Dall'inizio di quest'anno la Svizzera siede per la prima volta nel Consiglio di sicurezza delle Nazioni Unite, dove s'impegnerà a promuovere la pace, la sicurezza e le riforme. Si tratta di un compito arduo nell'attuale clima geopolitico, ma la Confederazione ha alcuni punti di forza.

Dal 1° gennaio 2023 la Svizzera è uno dei dieci membri non permanenti del Consiglio di sicurezza delle Nazioni Unite per un periodo di due anni. Non ha diritto di veto come i cinque membri permanenti (Russia, Cina, Stati Uniti, Francia e Regno Unito). Il Consiglio di sicurezza è l’organo più importante per garantire la pace e la sicurezza nel mondo, ma la sua credibilità, già compromessa, è stata ulteriormente minata dal suo fallimento nel porre fine alla guerra in Ucraina. La Russia ha usato la sua facoltà di veto per bloccare una risoluzione che condannava l’invasione di cui era responsabile.

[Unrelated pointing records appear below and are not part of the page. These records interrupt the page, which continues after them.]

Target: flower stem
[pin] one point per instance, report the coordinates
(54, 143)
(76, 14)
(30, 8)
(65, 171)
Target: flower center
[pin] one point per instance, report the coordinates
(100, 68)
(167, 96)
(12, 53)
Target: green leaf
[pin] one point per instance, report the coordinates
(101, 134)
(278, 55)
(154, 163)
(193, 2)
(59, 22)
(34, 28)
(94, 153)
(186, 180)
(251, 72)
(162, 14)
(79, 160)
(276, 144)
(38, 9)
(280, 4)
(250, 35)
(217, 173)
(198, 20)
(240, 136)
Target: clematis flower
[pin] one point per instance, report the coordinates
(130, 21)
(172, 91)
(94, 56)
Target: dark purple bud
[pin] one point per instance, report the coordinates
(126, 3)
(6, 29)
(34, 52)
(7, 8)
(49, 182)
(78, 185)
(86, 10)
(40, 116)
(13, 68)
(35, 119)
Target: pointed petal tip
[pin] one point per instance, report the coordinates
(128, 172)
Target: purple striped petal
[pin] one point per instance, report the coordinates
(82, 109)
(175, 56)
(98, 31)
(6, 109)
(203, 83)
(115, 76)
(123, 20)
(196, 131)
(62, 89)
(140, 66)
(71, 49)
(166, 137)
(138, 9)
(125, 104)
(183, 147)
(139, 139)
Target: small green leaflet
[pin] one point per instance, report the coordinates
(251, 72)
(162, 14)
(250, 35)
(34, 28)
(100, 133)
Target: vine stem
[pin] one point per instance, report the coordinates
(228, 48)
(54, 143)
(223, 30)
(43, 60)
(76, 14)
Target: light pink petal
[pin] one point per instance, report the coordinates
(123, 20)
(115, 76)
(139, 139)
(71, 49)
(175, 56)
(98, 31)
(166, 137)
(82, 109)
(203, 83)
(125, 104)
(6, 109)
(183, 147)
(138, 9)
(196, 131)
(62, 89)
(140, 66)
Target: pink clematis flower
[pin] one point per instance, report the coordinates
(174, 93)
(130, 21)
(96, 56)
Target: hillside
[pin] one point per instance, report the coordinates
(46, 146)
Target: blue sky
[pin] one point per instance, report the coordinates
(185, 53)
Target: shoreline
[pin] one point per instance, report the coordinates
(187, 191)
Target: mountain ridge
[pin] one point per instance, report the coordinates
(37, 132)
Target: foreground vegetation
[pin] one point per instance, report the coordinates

Può quindi la piccola Svizzera, senza diritto di veto, contribuire a portare avanti le riforme in seno al Consiglio di sicurezza?

“Assolutamente sì”, afferma Thomas Biersteker, professore onorario presso il Graduate Institute di Ginevra che ha lavorato con il Dipartimento federale degli affari esteri (DFAE) e specialista del Consiglio di Sicurezza dell’ONU. “Lo sta già facendo da più di un decennio. Il fatto di essere presente all’interno del Consiglio darà alla Svizzera un’opportunità, che non ha avuto in passato, di avere un maggiore accesso e sollevare questioni di importanza prioritaria”, dice.

Il Governo elvetico ha fissato quattro priorità per la sua partecipazione al Consiglio, afferma Thomas Gürber, a capo della Divisione ONU del DFAE a Berna: promuovere una pace sostenibile, proteggere le popolazioni civili, affrontare la questione della sicurezza climatica e migliorare l’efficacia del Consiglio. Gürber sottolinea che la Svizzera vuole “lavorare con tutti i partner” e mettere a disposizione le sue competenze in materia di politica di pace. La Svizzera avrà anche la possibilità di presiedere il Consiglio due volte: nel maggio 2023 e poi di nuovo per un mese nel 2024. Questo “ci darà l’opportunità di introdurre le nostre priorità nelle discussioni”, dice Gürber.

Un diplomatico svizzero afferma a SWI swissinfo.ch che il compito più importante al momento, anche se non il più spettacolare, è probabilmente quello di “cercare di proteggere l’ordine giuridico internazionale, che è minacciato” e di “sostenere e rafforzare il diritto internazionale e di costruire alleanze con altri [Paesi]” che vogliono agire in tal modo. Questo potrebbe sembrare astratto, ammette, ma “è un lavoro quotidiano con ogni risoluzione”.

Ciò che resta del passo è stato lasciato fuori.